A voluntary long term care insurance program is having a hard time mailing promotional letters to federal employees, but the insureds appear to be good risks.
Officials at the U.S. Government Accountability Office have presented those observations in a report on the performance of the Federal Long-Term Care Insurance Program.
Units of MetLife Inc., New York, and Manulife Financial Corp., Toronto, have teamed to form Long Term Care Partners L.L.C., Portsmouth, N.H., a joint venture that manages LTC insurance coverage for 214,000 program enrollees.

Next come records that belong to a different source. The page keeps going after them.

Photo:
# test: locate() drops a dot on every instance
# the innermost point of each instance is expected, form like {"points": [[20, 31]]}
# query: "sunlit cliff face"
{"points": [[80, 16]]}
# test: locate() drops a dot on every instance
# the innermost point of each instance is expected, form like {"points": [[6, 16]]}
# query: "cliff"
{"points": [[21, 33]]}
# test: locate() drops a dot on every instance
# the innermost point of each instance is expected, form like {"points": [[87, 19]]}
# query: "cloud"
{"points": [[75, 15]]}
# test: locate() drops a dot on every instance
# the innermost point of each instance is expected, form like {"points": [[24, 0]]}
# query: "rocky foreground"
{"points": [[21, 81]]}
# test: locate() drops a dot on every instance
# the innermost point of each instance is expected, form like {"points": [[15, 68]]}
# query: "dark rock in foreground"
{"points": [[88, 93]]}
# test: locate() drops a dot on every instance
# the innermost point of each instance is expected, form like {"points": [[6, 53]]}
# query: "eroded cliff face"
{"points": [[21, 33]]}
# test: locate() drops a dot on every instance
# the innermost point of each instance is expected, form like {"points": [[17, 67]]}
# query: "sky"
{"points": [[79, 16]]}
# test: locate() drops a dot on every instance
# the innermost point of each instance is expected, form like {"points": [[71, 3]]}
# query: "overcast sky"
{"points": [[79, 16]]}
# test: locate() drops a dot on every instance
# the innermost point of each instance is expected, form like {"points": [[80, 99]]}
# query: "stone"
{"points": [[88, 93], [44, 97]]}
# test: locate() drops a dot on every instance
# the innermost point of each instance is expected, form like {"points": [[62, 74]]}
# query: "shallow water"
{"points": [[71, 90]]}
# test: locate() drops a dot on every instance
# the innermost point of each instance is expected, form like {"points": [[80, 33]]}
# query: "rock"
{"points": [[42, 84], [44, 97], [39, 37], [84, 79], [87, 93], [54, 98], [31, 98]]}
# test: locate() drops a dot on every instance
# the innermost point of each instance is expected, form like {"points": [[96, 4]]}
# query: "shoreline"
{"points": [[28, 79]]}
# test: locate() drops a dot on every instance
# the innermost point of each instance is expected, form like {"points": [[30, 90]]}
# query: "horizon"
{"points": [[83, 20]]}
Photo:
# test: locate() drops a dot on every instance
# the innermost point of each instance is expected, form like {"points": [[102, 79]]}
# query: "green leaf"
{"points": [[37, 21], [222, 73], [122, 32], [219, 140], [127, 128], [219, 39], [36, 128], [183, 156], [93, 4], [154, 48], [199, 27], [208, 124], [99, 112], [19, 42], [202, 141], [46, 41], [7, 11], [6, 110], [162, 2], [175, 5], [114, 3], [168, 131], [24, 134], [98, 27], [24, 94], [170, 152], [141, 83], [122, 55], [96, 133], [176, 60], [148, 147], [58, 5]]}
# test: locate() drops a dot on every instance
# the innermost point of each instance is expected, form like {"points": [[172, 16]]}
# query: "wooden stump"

The program, which began enrolling federal employees in March 2002, is now the largest private LTC insurance program in the United States, writes John Dicken, a GAO director, in the report, which was sent to a number of Republican and Democratic congressional leaders who have oversight over federal civilian and military employees and retirees.
The current program contract expires at the end of 2008, and the U.S. Office of Personnel Management can seek program administration bids from other vendors.
One difference between the federal program and ordinary voluntary LTC benefits programs is that the government itself owns the program and the assets backing the program, Dicken writes.
Because the program is so new and because the structure is so different from that of an ordinary private voluntary LTC program, the OPM agreed when it negotiated the program contract in 2001 to allow LTC Partners to set up an unusual compensation arrangement, Dicken writes.
Profits at most insurers selling voluntary insurance depend on the experience of the programs they insure, Dicken writes.
LTC Partners gets a performance-based based payment that amounts to up to 3% of LTC program premium revenue.